Insólito rescate de herramientas y materiales en un operativo policial que desnuda una red de saqueos en Río Grande

Tras una minuciosa pesquisa, efectivos provinciales irrumpieron en una vivienda del barrio Prefectura Naval y decomisaron un verdadero tesoro de objetos sustraídos, entre los que figuran desde una cocina hasta grifería y cables, todo ello vinculado a una oleada de denuncias por sustracciones en obras y domicilios. Un hombre de 36 años quedó bajo la lupa de la Justicia, mientras los investigadores intentan descifrar el origen del resto del botín.

En un resonante procedimiento que sacudió la tranquilidad de la zona sur de la ciudad, las fuerzas de seguridad provinciales lograron desbaratar un presunto centro de acopio de bienes robados, tras allanar una residencia situada en la calle Prefectura Naval al 600. El operativo, que se materializó en las últimas horas del jueves, representó el punto culminante de una serie de diligencias investigativas que los agentes venían desplegando en sigilo desde hacía varias jornadas, a raíz de la creciente ola de ilícitos contra la propiedad privada que mantenía en vilo a los vecinos de distintos puntos de la urbe.

El registro judicial, ordenado por el magistrado competente, arrojó un saldo inusitadamente positivo para los pesquisas, quienes al traspasar el umbral del inmueble se toparon con un depósito improvisado de artículos de alto valor comercial y de uso cotidiano. Entre los objetos incautados, los uniformados contabilizaron una cocina a gas en aparente estado de funcionamiento, un arsenal diverso de utensilios de albañilería y carpintería, voluminosos fardos de materiales destinados a la construcción, prolongados tramos de cableado eléctrico, así como juegos completos de grifería y accesorios sanitarios. Todos estos elementos, según consignaron las fuentes oficiales, carecían de toda documentación o recibo de compra que acreditara su legítima adquisición por parte del ocupante del domicilio, lo que encendió de inmediato todas las alarmas entre los efectivos intervinientes.

Lejos de tratarse de un hallazgo aislado, la pesquisa cobró mayor trascendencia cuando los especialistas en robos y hurtos comenzaron a cotejar las características de los objetos recuperados con las descripciones plasmadas en las actas de las múltiples denuncias que engrosaban los expedientes judiciales de la circunscripción. De esta minuciosa tarea de inteligencia surgió una certeza escalofriante: una parte significativa del botín decomisado coincidía perfectamente con los bienes que habían sido reportados como sustraídos días atrás de una obra en plena ejecución, localizada en el populoso barrio CGT. Los propietarios de aquel emprendimiento edilicio, que habían visto frustrados sus planes por la desaparición de herramientas y suministros esenciales, pudieron reconocer entre el montaje de objetos algunos elementos marcados con señas particulares, lo que terminó de sellar la conexión entre el allanamiento y aquellos hechos delictivos.

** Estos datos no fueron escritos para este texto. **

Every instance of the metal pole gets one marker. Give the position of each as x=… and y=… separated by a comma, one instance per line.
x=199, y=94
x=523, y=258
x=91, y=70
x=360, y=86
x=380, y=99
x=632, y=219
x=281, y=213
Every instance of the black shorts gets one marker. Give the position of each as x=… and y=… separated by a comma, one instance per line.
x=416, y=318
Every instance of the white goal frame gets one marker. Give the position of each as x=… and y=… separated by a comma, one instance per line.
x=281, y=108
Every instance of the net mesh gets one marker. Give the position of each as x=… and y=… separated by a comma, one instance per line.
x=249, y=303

En el desarrollo de la medida cautelar, los agentes procedieron a notificar al morador del inmueble, identificado como Adriel Pardo, de 36 años de edad, acerca de todos los derechos y garantías procesales que le asisten, según lo estipulan las normativas vigentes. Tras la formalidad de rigor, el individuo quedó inmediatamente a disposición del Juzgado interviniente, que deberá resolver su situación legal en los próximos días, mientras se profundizan las pericias sobre los elementos decomisados. No obstante, las autoridades no dieron por concluidas sus actuaciones, sino que advirtieron que el expediente permanece abierto y que los equipos de investigación continúan abocados a una tarea hercúlea: desentrañar el origen lícito o ilícito del restante volumen de efectos confiscados, muchos de los cuales aún no han podido ser adjudicados a denuncias concretas.

Este contundente resultado, que expone las grietas de un entramado ilegal dedicado al acopio y la distribución de mercadería de dudosa procedencia, representa un respiro para la comunidad riograndense, que en los últimos meses había manifestado su creciente inquietud ante la recurrencia de este tipo de delitos. La Policía Provincial, a través de su departamento de investigaciones, destacó el valor de la colaboración ciudadana y de la meticulosidad técnica empleada en el rastreo de pistas, factores que resultaron determinantes para lograr este golpe certero. Mientras tanto, la pesquisa avanza con la expectativa puesta en la aparición de nuevos dueños de los objetos secuestrados, y en la posibilidad de que este procedimiento sea apenas la punta del iceberg de una red más extensa que opera en las sombras del mercado paralelo.